Steel output in the world’s top producer is set to be disrupted this month and in September as mills around Beijing are ordered to cut supply to ensure blue skies for the parade, which marks the end of World War II, as well as a sports event. Iron ore dropped to a six-year low below $45 a metric ton in early July as Rio Tinto Group and Vale SA raised output into an oversupplied market, before rallying back into a bull market. UBS’s Morgan said prices of about $50 a ton are reasonable.
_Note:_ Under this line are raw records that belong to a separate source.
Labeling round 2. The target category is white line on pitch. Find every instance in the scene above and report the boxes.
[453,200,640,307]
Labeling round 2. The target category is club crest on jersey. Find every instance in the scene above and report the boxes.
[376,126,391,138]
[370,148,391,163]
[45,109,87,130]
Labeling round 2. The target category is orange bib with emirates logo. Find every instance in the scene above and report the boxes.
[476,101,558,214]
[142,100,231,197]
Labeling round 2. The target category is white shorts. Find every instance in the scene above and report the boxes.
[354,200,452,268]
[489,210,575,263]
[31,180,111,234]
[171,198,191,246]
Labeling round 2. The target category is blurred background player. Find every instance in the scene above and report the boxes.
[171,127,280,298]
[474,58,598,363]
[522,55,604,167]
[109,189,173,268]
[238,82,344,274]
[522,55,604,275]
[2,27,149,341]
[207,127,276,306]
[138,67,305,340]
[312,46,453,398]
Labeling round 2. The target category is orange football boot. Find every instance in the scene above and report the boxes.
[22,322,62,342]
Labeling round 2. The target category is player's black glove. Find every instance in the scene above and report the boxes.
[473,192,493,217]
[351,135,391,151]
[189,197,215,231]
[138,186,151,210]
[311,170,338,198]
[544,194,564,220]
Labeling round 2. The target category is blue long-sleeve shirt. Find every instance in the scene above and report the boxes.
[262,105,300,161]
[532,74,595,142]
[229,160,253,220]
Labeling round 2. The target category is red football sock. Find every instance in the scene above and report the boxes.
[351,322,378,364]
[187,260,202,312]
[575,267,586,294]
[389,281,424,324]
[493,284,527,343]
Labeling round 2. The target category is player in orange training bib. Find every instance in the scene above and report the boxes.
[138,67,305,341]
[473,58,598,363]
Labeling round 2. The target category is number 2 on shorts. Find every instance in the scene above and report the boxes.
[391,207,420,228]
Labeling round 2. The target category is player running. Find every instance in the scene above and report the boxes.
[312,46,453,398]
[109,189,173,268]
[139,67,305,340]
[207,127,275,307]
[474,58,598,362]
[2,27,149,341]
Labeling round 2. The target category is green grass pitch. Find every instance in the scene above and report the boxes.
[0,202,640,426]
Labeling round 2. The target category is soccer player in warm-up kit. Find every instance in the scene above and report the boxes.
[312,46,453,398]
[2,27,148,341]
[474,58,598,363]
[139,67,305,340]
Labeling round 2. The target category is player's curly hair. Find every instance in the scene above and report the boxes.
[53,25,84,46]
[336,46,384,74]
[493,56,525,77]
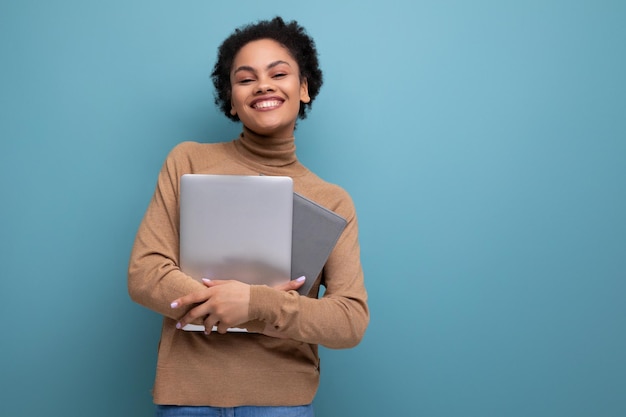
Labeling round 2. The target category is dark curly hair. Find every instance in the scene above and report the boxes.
[211,17,323,121]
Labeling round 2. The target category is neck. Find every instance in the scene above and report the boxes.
[235,126,297,167]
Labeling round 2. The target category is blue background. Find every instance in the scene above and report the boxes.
[0,0,626,417]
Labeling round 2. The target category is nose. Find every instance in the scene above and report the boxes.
[255,77,274,94]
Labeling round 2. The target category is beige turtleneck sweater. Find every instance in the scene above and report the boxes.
[128,128,369,407]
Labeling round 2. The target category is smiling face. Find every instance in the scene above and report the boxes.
[230,39,311,137]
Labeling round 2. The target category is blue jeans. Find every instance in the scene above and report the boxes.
[156,404,314,417]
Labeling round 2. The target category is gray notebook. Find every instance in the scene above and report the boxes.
[180,174,293,286]
[291,193,347,295]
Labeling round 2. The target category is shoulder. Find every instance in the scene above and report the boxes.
[166,141,229,173]
[296,172,355,219]
[167,141,226,159]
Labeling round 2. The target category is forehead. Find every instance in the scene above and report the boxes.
[233,39,298,70]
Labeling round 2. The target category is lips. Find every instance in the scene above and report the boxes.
[250,97,284,110]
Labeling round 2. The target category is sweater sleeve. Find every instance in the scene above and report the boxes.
[128,143,203,319]
[249,194,369,349]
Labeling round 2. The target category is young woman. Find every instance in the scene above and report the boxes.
[128,17,369,417]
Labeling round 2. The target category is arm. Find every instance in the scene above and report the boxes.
[249,195,369,348]
[128,144,204,319]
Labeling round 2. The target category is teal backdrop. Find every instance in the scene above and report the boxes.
[0,0,626,417]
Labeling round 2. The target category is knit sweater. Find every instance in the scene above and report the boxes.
[128,128,369,407]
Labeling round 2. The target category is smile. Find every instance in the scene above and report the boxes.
[252,100,283,110]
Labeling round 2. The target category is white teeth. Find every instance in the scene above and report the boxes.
[254,100,281,109]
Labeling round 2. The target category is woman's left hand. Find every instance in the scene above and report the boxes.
[171,279,250,334]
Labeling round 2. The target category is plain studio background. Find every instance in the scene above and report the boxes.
[0,0,626,417]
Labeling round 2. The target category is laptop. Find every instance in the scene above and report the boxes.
[180,174,293,286]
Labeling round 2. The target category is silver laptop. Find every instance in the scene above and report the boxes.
[180,174,293,286]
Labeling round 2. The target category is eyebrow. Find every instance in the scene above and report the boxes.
[233,60,291,74]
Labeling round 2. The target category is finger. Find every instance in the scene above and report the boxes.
[274,276,306,291]
[216,322,230,334]
[170,289,210,308]
[202,278,232,288]
[203,314,218,335]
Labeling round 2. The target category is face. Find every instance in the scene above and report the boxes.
[230,39,311,137]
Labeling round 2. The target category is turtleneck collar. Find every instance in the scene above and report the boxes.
[233,126,299,167]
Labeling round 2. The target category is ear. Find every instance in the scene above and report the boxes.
[300,78,311,103]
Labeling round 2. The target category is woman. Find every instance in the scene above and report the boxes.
[128,17,369,416]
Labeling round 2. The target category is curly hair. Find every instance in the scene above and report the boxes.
[211,17,323,121]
“We could easily see sub-$45 a ton as part of the normal volatility in this space, but I don’t think prices would sustain levels below $40,” Morgan said in an e-mail, referring to the cost of benchmark supplies landed in China.

Ore with 62 percent content in Qingdao entered the bull market last week, rebounding from the low of $44.59 a dry ton on July 8, according to Metal Bulletin Ltd. Prices rose 2.7 percent to one-month high of $56.78 on Wednesday. They’re still 20 percent lower this year.

Japan’s Surrender

China’s leadership is scheduled to host the parade in Tiananmen Square on Sept. 3 to commemorate the 70th anniversary of Japan’s surrender. Before that, Beijing will host the world track and field championships from Aug. 22-30.

As much as 6 million tons of steel production may be cut, more than was lost last year when similar curbs were used for a global summit, according to Mysteel Research’s chief analyst Xu Xiangchun, who cited talks with policy makers and mills. The restrictions will cover Hebei, China’s biggest steel-producing region, as well as Beijing and Tianjin.

The output disruption may reduce demand for iron ore by about 10 million tons, Australia & New Zealand Banking Group Ltd. wrote in a note on Monday. Macquarie Group Ltd. said that the move risked spurring volatility in iron ore prices.

Iron ore and steel prices in China climbed in recent days. Iron ore futures advanced 2.9 percent to close at 377 yuan ($60.71) a ton in Dalian on Wednesday, the highest in a month, as spot rebar advanced for an eighth day to cap the longest rising streak since October.